The world’s only alpine parrot species actually stayed in the mountains to avoid humans, Science News
Social distancing has become the new normal. In fact, the pandemic-related changes in our social interactions are expected to leave a lasting imprint on how we interact in the near future. While many were relieved by the extent of limited contact with others, the indefinite distance became a challenge for many in a civilization heavily dependent on social capital.
Now, a study sheds light on the reasons why a rare species of parrot may have migrated to the mountains.
Alpine parrots are a rare and highly endangered species found in New Zealand, and researchers believe parrots’ adaptive capacity could help them immensely as the climate crisis worsens. It turns out that parrots have adapted to a life in the mountains simply to escape the turmoil caused by human societies.
Known colloquially as the ‘kea’, they are considered the only alpine parrots in the world, although research suggests the birds were previously found in different parts of the country.
The long-term consequences of climate change on Alpine parrots are diverse and dire. The kea could perish in the face of competition to survive! Scientists are therefore delighted that the bird has left for other territories, calling it a mark of its adaptability, because if the bird was able to move to the mountains just to escape humans, it could continue to migrate appropriately. as warming sets in.
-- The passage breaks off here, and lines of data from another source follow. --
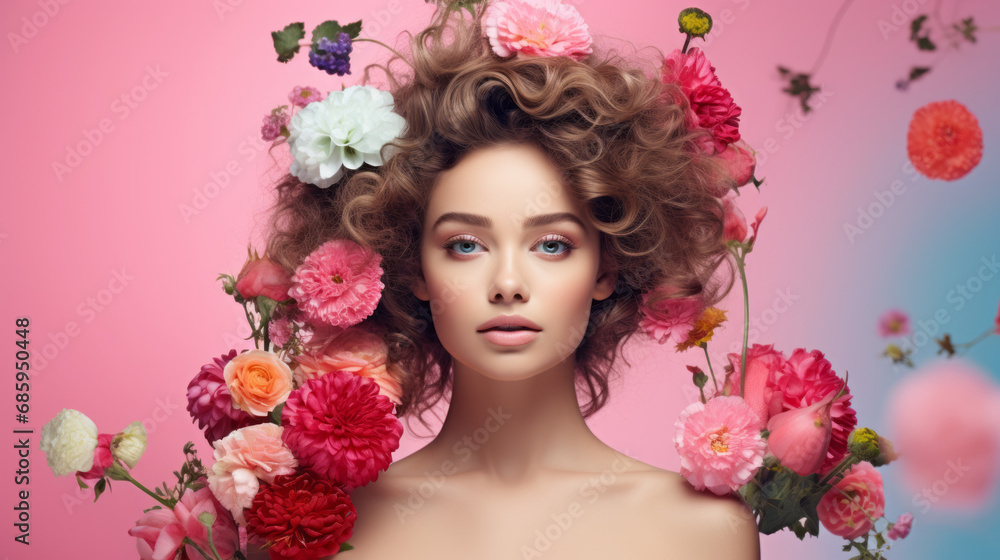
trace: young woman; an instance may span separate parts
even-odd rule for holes
[[[433,441],[352,491],[355,548],[338,556],[759,558],[738,498],[695,492],[585,422],[644,294],[729,292],[717,196],[732,178],[696,155],[706,133],[685,127],[662,58],[501,56],[483,8],[441,7],[409,64],[383,67],[406,121],[384,165],[279,185],[268,255],[292,270],[332,238],[379,253],[372,320],[397,412],[423,421],[449,402]]]

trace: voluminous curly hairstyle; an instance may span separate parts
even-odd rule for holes
[[[662,84],[659,66],[647,75],[641,63],[596,46],[580,62],[501,58],[483,35],[482,13],[483,6],[470,16],[439,5],[429,27],[406,35],[405,71],[392,67],[406,55],[365,69],[365,82],[373,67],[385,72],[395,110],[406,119],[403,136],[388,148],[395,152],[382,167],[362,167],[326,189],[287,176],[277,186],[267,253],[293,270],[323,242],[347,238],[382,256],[386,288],[368,321],[389,343],[390,371],[403,388],[397,413],[416,412],[423,422],[453,375],[429,303],[411,292],[422,274],[420,241],[435,179],[477,148],[540,147],[601,232],[602,262],[618,273],[614,293],[593,302],[575,352],[587,417],[606,404],[621,349],[640,332],[644,293],[670,287],[673,293],[657,291],[650,303],[698,296],[709,306],[731,290],[722,206],[712,193],[733,182],[713,158],[695,155],[705,132],[685,128],[687,107],[675,101],[683,96]]]

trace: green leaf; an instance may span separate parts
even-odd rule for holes
[[[84,490],[90,488],[90,486],[87,486],[87,483],[84,482],[82,478],[80,478],[80,475],[76,475],[76,483],[80,485],[80,488],[83,488]]]
[[[927,14],[921,14],[910,22],[910,40],[916,41],[917,36],[920,35],[920,29],[924,26],[924,22],[927,21]]]
[[[933,51],[937,50],[937,45],[931,41],[930,37],[920,37],[917,39],[917,48],[922,51]]]
[[[279,404],[278,406],[274,407],[274,410],[271,411],[271,421],[279,426],[281,425],[282,410],[285,410],[285,403]]]
[[[361,34],[361,20],[348,23],[341,31],[350,35],[351,39],[357,39],[358,35]]]
[[[337,37],[340,36],[341,31],[344,31],[345,33],[347,32],[345,29],[340,27],[340,24],[337,23],[336,20],[327,20],[317,25],[316,28],[313,29],[312,34],[313,48],[317,48],[316,45],[319,44],[319,40],[323,37],[326,37],[330,41],[336,41]]]
[[[277,301],[267,296],[257,296],[257,311],[260,313],[261,331],[267,328],[267,324],[274,314],[275,307],[278,307]]]
[[[885,537],[882,536],[882,533],[875,533],[875,544],[878,545],[879,548],[885,546]]]
[[[926,66],[914,66],[913,68],[910,68],[910,81],[916,80],[930,71],[931,69]]]
[[[97,484],[94,485],[94,501],[95,502],[97,501],[97,498],[101,497],[101,494],[104,493],[104,490],[105,490],[105,488],[107,488],[107,486],[108,486],[108,479],[102,478],[101,480],[97,481]]]
[[[850,550],[851,550],[851,543],[845,544],[844,545],[844,552],[849,552]]]
[[[353,550],[353,549],[354,549],[353,546],[345,542],[340,544],[340,550],[338,552],[343,552],[345,550]]]
[[[299,41],[306,36],[306,26],[302,22],[290,23],[281,31],[272,31],[274,50],[278,53],[278,62],[288,62],[299,52]]]

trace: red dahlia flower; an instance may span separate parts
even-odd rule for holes
[[[929,103],[913,114],[906,135],[906,153],[920,173],[931,179],[954,181],[983,159],[983,131],[961,103]]]
[[[201,366],[201,371],[188,384],[187,410],[191,418],[198,421],[198,428],[205,430],[209,443],[228,436],[233,430],[268,419],[251,416],[233,406],[233,397],[222,371],[236,355],[236,350],[230,350],[228,354],[213,358],[212,363]]]

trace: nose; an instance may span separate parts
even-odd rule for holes
[[[508,252],[500,258],[489,293],[490,301],[494,303],[528,300],[528,285],[521,274],[517,256]]]

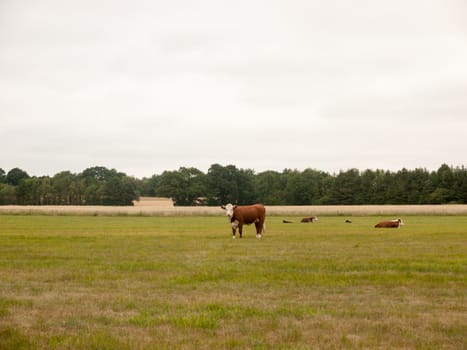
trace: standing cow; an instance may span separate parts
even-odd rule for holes
[[[230,223],[232,225],[232,235],[235,239],[235,232],[237,231],[242,238],[243,225],[255,224],[256,227],[256,238],[261,238],[261,233],[265,232],[266,225],[264,219],[266,218],[266,209],[262,204],[253,204],[238,206],[227,204],[221,206],[225,210],[225,214],[229,217]]]

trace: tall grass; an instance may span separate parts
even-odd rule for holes
[[[467,216],[0,216],[0,349],[461,349]]]
[[[467,205],[305,205],[266,206],[268,215],[467,215]],[[219,216],[219,207],[113,206],[0,206],[6,215],[83,216]]]

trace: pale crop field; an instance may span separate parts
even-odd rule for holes
[[[0,349],[467,348],[466,215],[300,218],[0,215]]]
[[[143,198],[144,199],[144,198]],[[167,199],[134,206],[0,205],[0,214],[93,216],[219,216],[220,207],[174,207]],[[466,204],[445,205],[297,205],[266,206],[268,215],[467,215]]]

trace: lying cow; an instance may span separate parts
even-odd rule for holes
[[[264,205],[254,204],[237,206],[229,203],[221,206],[221,208],[225,210],[225,214],[229,217],[234,239],[237,228],[240,238],[242,238],[244,224],[255,224],[256,238],[261,238],[261,233],[265,232],[266,225],[264,224],[264,220],[266,218],[266,209],[264,208]]]
[[[401,227],[401,225],[403,225],[404,223],[402,222],[401,219],[397,219],[397,220],[391,220],[391,221],[381,221],[381,222],[378,222],[375,227],[396,227],[396,228],[399,228]]]
[[[313,223],[313,222],[315,222],[317,220],[318,220],[318,218],[316,216],[310,216],[308,218],[303,218],[301,222],[311,222],[311,223]]]

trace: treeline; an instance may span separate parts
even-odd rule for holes
[[[105,167],[80,174],[62,171],[53,177],[30,177],[22,169],[0,169],[0,204],[132,205],[138,180]]]
[[[261,202],[267,205],[467,203],[467,169],[446,164],[436,171],[315,169],[282,172],[213,164],[204,173],[182,167],[137,179],[115,169],[29,176],[0,169],[0,205],[132,205],[140,196],[170,197],[175,205]]]

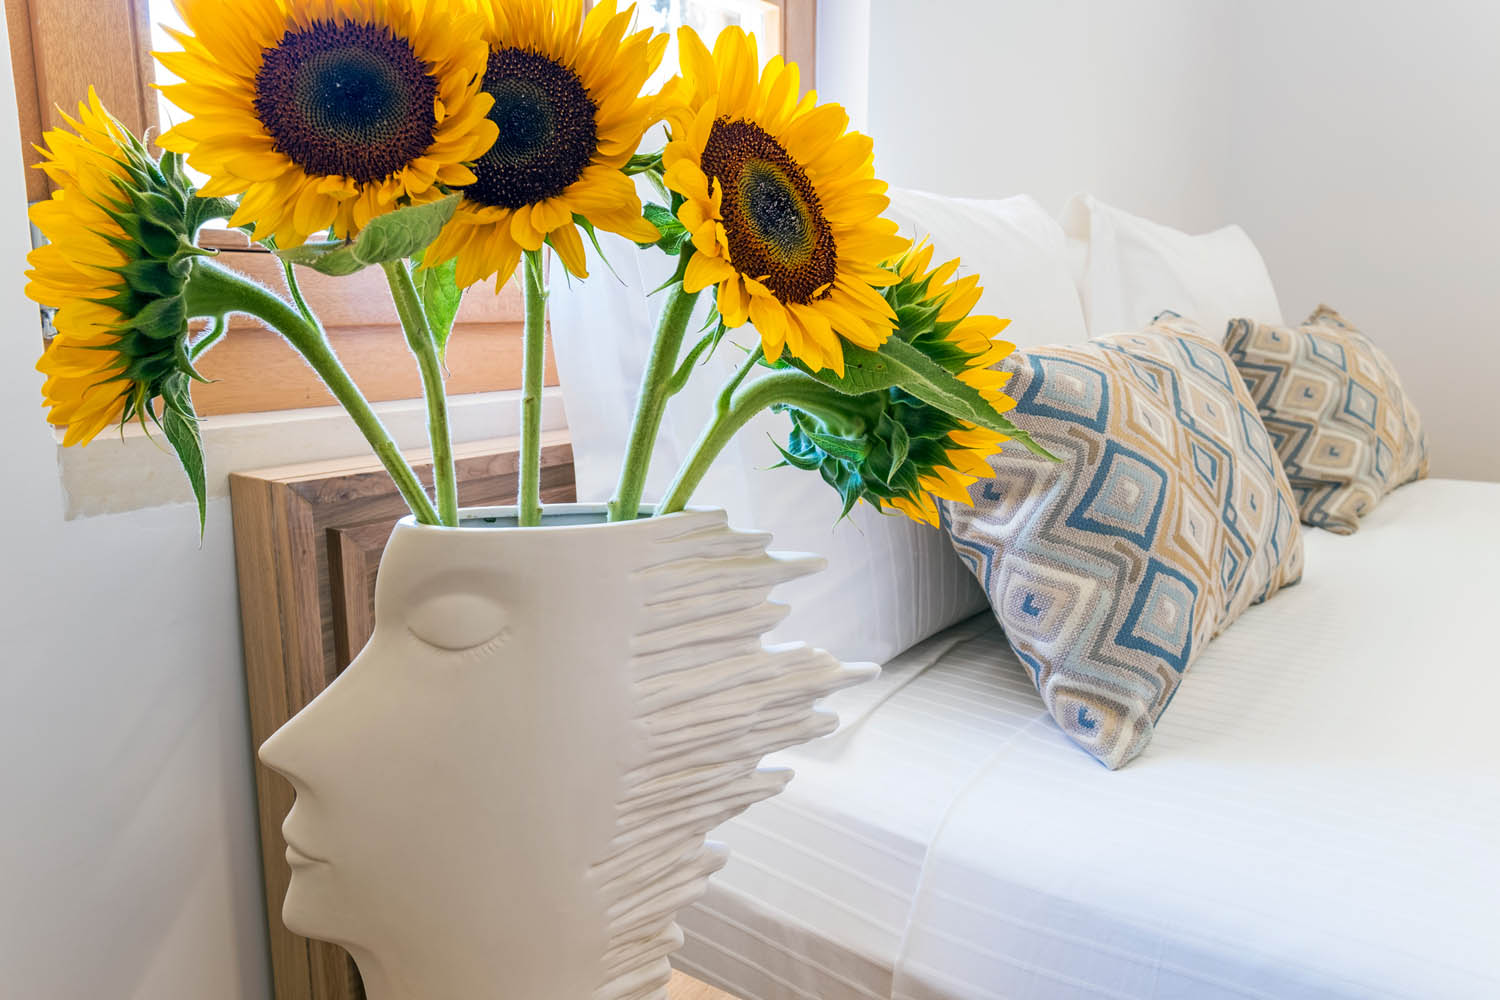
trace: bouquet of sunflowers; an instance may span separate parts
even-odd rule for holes
[[[614,0],[586,15],[581,0],[176,2],[188,30],[156,58],[181,79],[165,93],[188,117],[156,156],[91,92],[47,134],[41,166],[56,190],[32,211],[49,242],[29,258],[28,294],[56,310],[38,368],[64,444],[117,421],[159,427],[200,525],[195,364],[235,313],[317,372],[419,521],[458,524],[444,349],[465,292],[513,277],[526,316],[519,519],[539,523],[543,248],[585,279],[584,240],[597,247],[601,229],[677,260],[612,520],[641,515],[667,401],[747,323],[759,342],[657,513],[681,510],[767,408],[791,416],[786,463],[816,469],[846,513],[865,500],[936,524],[934,496],[967,502],[1002,442],[1046,454],[1004,416],[1014,402],[991,367],[1011,345],[995,339],[1004,320],[972,314],[977,277],[898,235],[871,141],[804,93],[796,65],[762,65],[743,31],[710,50],[681,29],[680,75],[650,94],[667,36],[634,30],[634,8]],[[658,123],[665,148],[642,152]],[[658,200],[643,204],[641,189]],[[213,220],[277,254],[284,287],[200,248]],[[431,495],[298,287],[303,268],[366,267],[385,272],[422,375]],[[710,289],[709,325],[690,344]],[[760,368],[771,370],[752,377]]]

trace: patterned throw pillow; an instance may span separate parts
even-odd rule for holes
[[[1286,467],[1302,520],[1340,535],[1427,475],[1427,434],[1395,366],[1327,306],[1293,330],[1229,324],[1234,359]]]
[[[1173,313],[1002,367],[1063,461],[1006,449],[944,525],[1053,718],[1117,768],[1203,646],[1301,577],[1291,487],[1229,358]]]

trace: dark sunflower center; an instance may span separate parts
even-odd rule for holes
[[[317,21],[266,49],[255,113],[304,173],[381,180],[432,145],[437,80],[389,28]]]
[[[520,208],[567,190],[599,148],[599,106],[578,74],[530,49],[490,53],[484,90],[500,137],[474,166],[470,199]]]
[[[807,172],[753,122],[714,122],[703,172],[724,189],[724,233],[735,268],[783,302],[828,294],[838,247]]]

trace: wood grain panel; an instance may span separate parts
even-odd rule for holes
[[[244,247],[241,233],[214,234],[224,248],[219,263],[282,292],[281,264],[269,253]],[[238,248],[234,244],[238,243]],[[301,268],[298,283],[333,349],[366,398],[374,402],[416,399],[421,374],[396,320],[396,307],[379,268],[341,278]],[[448,394],[494,392],[521,387],[524,307],[521,290],[509,282],[496,294],[477,285],[464,296],[448,341]],[[229,335],[203,356],[205,377],[193,387],[199,414],[262,413],[331,406],[333,397],[300,355],[281,337],[249,316],[235,316]],[[557,365],[547,349],[546,383],[557,385]]]
[[[372,402],[417,399],[422,378],[406,337],[396,326],[335,327],[328,331],[344,369]],[[464,323],[448,344],[449,397],[521,387],[522,330],[518,323]],[[279,334],[251,321],[232,320],[229,336],[203,357],[205,378],[193,386],[202,416],[262,413],[332,406],[333,396],[302,356]],[[546,383],[557,385],[557,364],[547,350]]]
[[[16,113],[21,120],[21,157],[29,168],[37,162],[32,144],[42,138],[42,101],[36,89],[36,53],[31,44],[31,4],[5,0],[5,26],[10,32],[10,73],[16,85]],[[26,171],[26,200],[47,197],[47,175]]]
[[[803,92],[817,84],[817,0],[779,0],[781,7],[781,54],[797,64]]]
[[[455,449],[465,506],[515,499],[514,439]],[[431,484],[431,465],[413,456]],[[356,457],[229,477],[251,739],[259,746],[348,665],[373,628],[375,567],[404,502],[380,465]],[[542,496],[574,499],[573,452],[565,432],[544,437]],[[291,877],[281,823],[291,786],[258,761],[261,863],[276,1000],[362,1000],[353,960],[281,922]]]
[[[32,144],[61,124],[92,84],[115,117],[136,135],[157,127],[147,0],[6,0],[12,71],[29,167]],[[46,178],[27,171],[26,195],[47,196]]]

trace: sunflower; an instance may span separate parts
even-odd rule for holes
[[[683,288],[717,286],[729,327],[753,322],[767,359],[783,350],[844,373],[841,339],[878,348],[895,317],[880,262],[901,252],[871,142],[836,104],[799,99],[795,64],[760,71],[753,36],[726,28],[712,53],[679,29],[683,76],[668,112],[666,183],[696,253]]]
[[[483,3],[489,61],[483,91],[500,137],[474,165],[475,179],[426,255],[457,258],[460,287],[492,275],[503,284],[523,250],[547,243],[587,277],[579,221],[632,240],[656,240],[635,185],[621,171],[657,120],[641,88],[667,36],[630,32],[635,7],[601,0]]]
[[[153,162],[93,88],[65,120],[72,131],[49,131],[41,150],[56,190],[31,208],[48,242],[27,257],[26,294],[56,309],[37,369],[49,419],[75,445],[155,416],[153,401],[176,399],[179,383],[185,398],[194,348],[182,293],[202,255],[192,237],[232,206],[195,198],[176,155]]]
[[[895,278],[885,297],[896,316],[895,336],[917,347],[960,381],[977,389],[996,413],[1016,403],[1002,392],[1009,372],[991,366],[1015,345],[995,336],[1009,320],[972,315],[983,289],[977,275],[956,278],[959,262],[932,268],[930,244],[913,247],[887,266]],[[994,476],[990,457],[1009,438],[931,406],[899,388],[855,397],[848,414],[792,410],[792,435],[782,455],[817,469],[844,498],[892,508],[938,527],[937,500],[970,503],[969,487]]]
[[[156,58],[193,117],[160,139],[243,195],[232,225],[298,246],[474,182],[495,139],[478,19],[452,0],[175,0],[190,33]]]

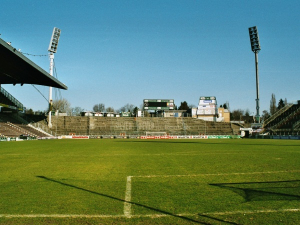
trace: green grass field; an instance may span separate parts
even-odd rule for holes
[[[0,194],[0,224],[300,224],[300,141],[0,142]]]

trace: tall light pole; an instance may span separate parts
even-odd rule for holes
[[[59,37],[60,37],[60,29],[54,27],[49,48],[48,48],[48,51],[50,52],[50,76],[53,76],[54,53],[56,53],[57,51]],[[49,88],[49,117],[48,117],[49,128],[52,128],[51,112],[52,112],[52,87]]]
[[[255,122],[260,123],[259,80],[258,80],[258,53],[260,51],[260,44],[259,44],[259,38],[258,38],[258,32],[257,32],[256,26],[249,28],[249,36],[250,36],[251,50],[255,54],[255,71],[256,71],[256,116],[255,116]]]

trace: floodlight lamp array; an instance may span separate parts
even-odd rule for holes
[[[49,44],[49,48],[48,48],[49,52],[56,53],[59,37],[60,37],[60,29],[54,27],[52,36],[51,36],[51,40],[50,40],[50,44]]]
[[[260,51],[260,44],[258,38],[258,31],[257,27],[250,27],[249,28],[249,36],[250,36],[250,43],[251,43],[251,50],[254,53],[258,53]]]

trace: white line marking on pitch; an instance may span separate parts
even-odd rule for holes
[[[276,213],[276,212],[300,212],[300,209],[266,209],[266,210],[253,210],[253,211],[232,211],[232,212],[211,212],[199,213],[199,215],[230,215],[230,214],[254,214],[254,213]]]
[[[203,174],[185,174],[185,175],[140,175],[131,177],[199,177],[199,176],[229,176],[229,175],[251,175],[251,174],[272,174],[272,173],[291,173],[300,172],[300,170],[290,170],[290,171],[265,171],[265,172],[249,172],[249,173],[203,173]]]
[[[124,215],[126,217],[131,217],[131,178],[132,176],[127,177],[126,182],[126,192],[125,192],[125,202],[124,202]]]
[[[124,217],[124,215],[84,215],[84,214],[0,214],[0,218],[114,218],[114,217]]]
[[[266,209],[253,211],[232,211],[232,212],[208,212],[208,213],[180,213],[174,216],[201,216],[201,215],[230,215],[230,214],[255,214],[255,213],[277,213],[277,212],[300,212],[300,209]],[[145,214],[131,215],[130,218],[158,218],[171,217],[169,214]],[[84,215],[84,214],[0,214],[0,218],[121,218],[125,215]]]

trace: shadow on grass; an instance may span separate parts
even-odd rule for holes
[[[116,198],[116,197],[113,197],[113,196],[110,196],[110,195],[107,195],[107,194],[103,194],[103,193],[98,193],[98,192],[95,192],[95,191],[87,190],[85,188],[77,187],[77,186],[72,185],[72,184],[63,183],[61,181],[57,181],[57,180],[54,180],[54,179],[51,179],[51,178],[48,178],[48,177],[45,177],[45,176],[37,176],[37,177],[41,178],[41,179],[44,179],[44,180],[47,180],[47,181],[51,181],[51,182],[60,184],[60,185],[64,185],[66,187],[75,188],[75,189],[78,189],[78,190],[81,190],[81,191],[89,192],[91,194],[100,195],[102,197],[107,197],[107,198],[110,198],[110,199],[113,199],[113,200],[116,200],[116,201],[119,201],[119,202],[123,202],[123,203],[127,202],[127,203],[130,203],[132,205],[137,205],[137,206],[140,206],[140,207],[143,207],[143,208],[146,208],[146,209],[150,209],[150,210],[158,212],[158,213],[162,213],[162,214],[165,214],[165,215],[177,217],[177,218],[180,218],[180,219],[183,219],[183,220],[187,220],[187,221],[190,221],[190,222],[193,222],[193,223],[210,224],[210,223],[203,222],[203,221],[197,221],[197,220],[188,218],[186,216],[175,215],[173,213],[170,213],[170,212],[167,212],[167,211],[163,211],[163,210],[160,210],[160,209],[157,209],[157,208],[153,208],[151,206],[147,206],[147,205],[143,205],[143,204],[136,203],[136,202],[131,202],[131,201],[125,201],[124,199]]]
[[[210,184],[237,193],[249,201],[300,200],[300,180]]]

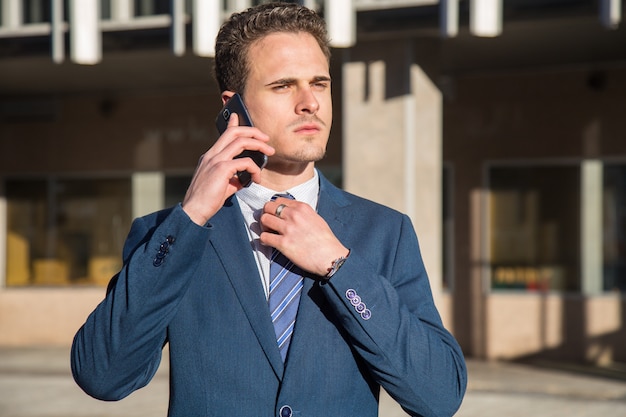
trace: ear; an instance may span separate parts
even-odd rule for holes
[[[230,100],[234,94],[235,94],[234,91],[229,91],[229,90],[222,91],[222,104],[226,104],[226,102]]]

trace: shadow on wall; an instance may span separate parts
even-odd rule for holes
[[[619,294],[559,298],[541,296],[540,348],[512,359],[626,380],[626,300]]]

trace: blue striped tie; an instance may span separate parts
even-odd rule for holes
[[[269,307],[283,362],[287,357],[302,293],[302,275],[295,272],[297,270],[293,262],[274,249],[270,259]]]
[[[274,250],[270,265],[270,313],[280,356],[287,357],[289,342],[296,322],[302,292],[302,276],[290,269],[294,265],[282,253]]]

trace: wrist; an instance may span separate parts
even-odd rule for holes
[[[343,264],[348,259],[348,256],[350,256],[350,250],[348,250],[348,252],[345,255],[335,258],[331,262],[330,267],[326,270],[326,275],[322,277],[324,281],[330,280],[333,277],[333,275],[335,275],[337,271],[339,271],[339,269],[343,266]]]
[[[189,217],[189,219],[198,226],[204,226],[206,222],[209,221],[209,218],[206,217],[206,215],[199,211],[194,211],[191,207],[189,207],[189,204],[182,203],[181,208],[185,214],[187,214],[187,217]]]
Due to the warming induced by climate change, alpine environments will retreat, with many species threatened with extinction.
In the study, which was published in the journal Molecular Ecology, scientists compared the DNA of birds to kākā, a species of sister parrot that lives in forests. They found that there was not much difference between them, suggesting that the birds “adapted to using such open habitat because it was the least disturbed by human activity.”
European researchers have warned of the damaging effects of warming on alpine species, saying 22% of glacial species in the Italian Alps will disappear after glaciers melt. But even then, scientists worry about the species’ future only on the grounds that it may have nowhere to go once the glaciers melt.